A white noise generator and supposed other worldly communication tool known as the "Spirit Box" started to malfunction and give off an atypical sound even when not cycling through radio frequencies as it normally does.
A heat-mapping FLIR camera shut itself down close to a dozen times when the reporter who was holding it pointed it in a particular direction where two of the investigators were sitting. The device then lost power completely.
During that same time, the Ovilus started reading out some disconcerting words, including "cleansing" and "demon."
Multiple investigators at the time described what they felt to be a "shift" in the room's energy, and two of the investigators became agitated.
"Ghost Hopping" host "Marcus," eventually had to step away, saying whatever was in the basement was playing with his emotions and making him anxious and even angry.
Good, watchful spirits
Whether the ghosts within the building are bad, good or are simply a nonspiritual remnant of what was ultimately depends on the perception of the skeptic or believer.
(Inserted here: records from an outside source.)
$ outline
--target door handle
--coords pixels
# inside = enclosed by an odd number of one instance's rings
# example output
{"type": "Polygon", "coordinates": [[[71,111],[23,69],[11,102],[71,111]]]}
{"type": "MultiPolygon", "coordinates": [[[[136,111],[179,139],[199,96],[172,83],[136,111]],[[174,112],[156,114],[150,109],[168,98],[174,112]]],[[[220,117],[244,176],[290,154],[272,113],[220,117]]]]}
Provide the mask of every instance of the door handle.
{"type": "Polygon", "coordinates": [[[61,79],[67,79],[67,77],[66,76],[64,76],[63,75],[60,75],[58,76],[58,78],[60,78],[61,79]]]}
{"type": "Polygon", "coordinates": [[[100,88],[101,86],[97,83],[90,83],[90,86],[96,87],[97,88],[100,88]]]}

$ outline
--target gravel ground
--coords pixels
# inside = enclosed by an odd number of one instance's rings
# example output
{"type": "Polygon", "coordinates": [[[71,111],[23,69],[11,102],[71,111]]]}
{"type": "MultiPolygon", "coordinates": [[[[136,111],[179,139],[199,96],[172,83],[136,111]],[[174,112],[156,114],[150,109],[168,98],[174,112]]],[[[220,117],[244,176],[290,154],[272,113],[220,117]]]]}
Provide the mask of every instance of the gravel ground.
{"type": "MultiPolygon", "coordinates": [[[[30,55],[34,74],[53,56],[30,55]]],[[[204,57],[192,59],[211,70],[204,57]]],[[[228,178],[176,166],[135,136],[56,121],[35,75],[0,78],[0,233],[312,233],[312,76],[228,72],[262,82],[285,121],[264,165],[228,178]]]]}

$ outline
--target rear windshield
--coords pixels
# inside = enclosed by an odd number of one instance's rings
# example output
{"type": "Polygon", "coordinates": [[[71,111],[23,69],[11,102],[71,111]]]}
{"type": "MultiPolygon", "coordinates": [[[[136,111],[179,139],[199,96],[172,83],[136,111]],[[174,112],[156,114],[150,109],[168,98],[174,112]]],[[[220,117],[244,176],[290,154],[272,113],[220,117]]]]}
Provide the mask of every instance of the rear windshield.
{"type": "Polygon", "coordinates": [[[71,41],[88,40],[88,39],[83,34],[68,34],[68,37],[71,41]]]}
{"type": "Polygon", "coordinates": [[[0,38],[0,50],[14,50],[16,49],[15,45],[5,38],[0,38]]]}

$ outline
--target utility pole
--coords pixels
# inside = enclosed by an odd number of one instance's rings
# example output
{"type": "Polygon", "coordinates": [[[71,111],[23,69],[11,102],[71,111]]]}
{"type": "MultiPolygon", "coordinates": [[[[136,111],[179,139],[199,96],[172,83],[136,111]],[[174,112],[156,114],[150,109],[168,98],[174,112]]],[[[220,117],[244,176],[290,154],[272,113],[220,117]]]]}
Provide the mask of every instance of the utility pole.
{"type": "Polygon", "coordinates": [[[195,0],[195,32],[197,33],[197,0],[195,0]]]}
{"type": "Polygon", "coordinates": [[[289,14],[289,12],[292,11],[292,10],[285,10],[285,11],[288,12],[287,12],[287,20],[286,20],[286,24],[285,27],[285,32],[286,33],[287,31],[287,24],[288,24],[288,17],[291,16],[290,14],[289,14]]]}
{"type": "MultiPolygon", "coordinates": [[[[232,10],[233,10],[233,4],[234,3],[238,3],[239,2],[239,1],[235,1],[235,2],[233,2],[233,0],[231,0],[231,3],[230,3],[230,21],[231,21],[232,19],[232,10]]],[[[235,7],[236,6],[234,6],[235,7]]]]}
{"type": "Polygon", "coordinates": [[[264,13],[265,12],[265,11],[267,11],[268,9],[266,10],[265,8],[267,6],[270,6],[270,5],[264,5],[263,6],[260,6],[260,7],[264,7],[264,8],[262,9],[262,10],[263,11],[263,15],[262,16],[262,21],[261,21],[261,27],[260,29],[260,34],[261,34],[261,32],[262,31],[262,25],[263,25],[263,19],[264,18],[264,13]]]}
Broadhead said a fire once started overnight near the front of the restaurant but failed to burn it down despite its wood frame.
She attributes that outcome to the spirits intervening for the good of the business.
"I think a lot of the spirits here are protecting the place; watching over the place," she said.
Broadhead, perhaps reluctantly, has accepted ghosts inside Leslie's Family Tree as part of the family.
"Like my dad used to tell me, you make your own heaven on earth or your own hell on earth," Broadhead said, chuckling. "So, maybe they're in heaven and it's just here. I don't know."